Women Are Winning in the Trump Economy Tax Benefits for Child Care and Small Businesses Are Helping Women to Keep and Create Jobs

Article excerpt

By almost every economic measure, women are flourishing in today's economy. Female unemployment is at a 50-year low of 3.9 percent, less than half the rate it was early in President Barack Obama's second term. This summer, the female unemployment rate reached its lowest level in 65 years. When you consider how small the female labor force was back then, it's safe to say it's never been easier for a woman to find a job than it is today.

Women are also leaving the labor market sidelines to return to the workforce in droves. Prime-age female employment has increased by 1 million since November 2016. This year, the prime-age female employment rate finally returned to its pre-Great Recession level.

While male wages have stagnated in recent decades (with the exception of the past couple of years), women's have increased markedly. Women are 15 percent more likely than men to have a college degree, and that spread increases among recent graduates.

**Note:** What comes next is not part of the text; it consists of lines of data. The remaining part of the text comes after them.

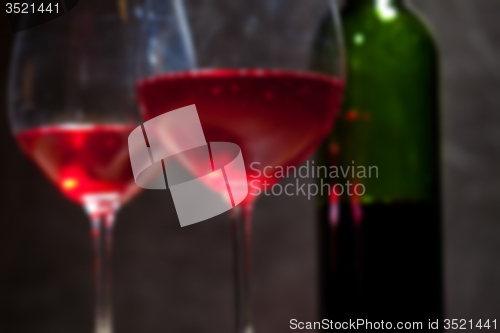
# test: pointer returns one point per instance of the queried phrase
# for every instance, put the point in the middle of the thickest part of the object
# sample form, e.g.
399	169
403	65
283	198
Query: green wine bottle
381	245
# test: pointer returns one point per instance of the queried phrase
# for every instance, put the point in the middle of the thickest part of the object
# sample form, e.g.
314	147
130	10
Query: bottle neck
378	3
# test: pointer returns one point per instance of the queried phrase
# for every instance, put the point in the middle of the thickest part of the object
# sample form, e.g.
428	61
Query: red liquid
82	160
278	118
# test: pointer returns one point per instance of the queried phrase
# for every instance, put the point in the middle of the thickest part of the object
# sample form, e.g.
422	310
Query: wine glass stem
242	230
102	222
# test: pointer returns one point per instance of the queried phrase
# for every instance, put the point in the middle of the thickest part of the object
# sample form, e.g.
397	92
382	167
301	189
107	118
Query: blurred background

The number of women-owned businesses has grown by 114 percent over the past 20 years compared to just 44 percent overall. There are an estimated 11.6 million women-owned businesses, about 40 percent of the total businesses in the country.

Yet entrepreneurship has historically been an area where women have lagged. According to a report by the Kauffman Foundation, women are half as likely as men to start a business. This artificially depresses economic vibrancy. At the same time, the report argues that women may actually be better entrepreneurs because they are more prudent risk- takers, knowing when to take advantage of opportunities but avoiding "foolhardy risks" that often trip up their male counterparts.

Kauffman points to a major hurdle to greater female entrepreneurship: child care. It suggests that child-care burdens swamp female entrepreneurship opportunities in a way that they do not for men. It argues that if public policy could help overcome such challenges, women would "unleash a wealth of ingenuity and creativity that can spark a new era of entrepreneur-led growth in America. …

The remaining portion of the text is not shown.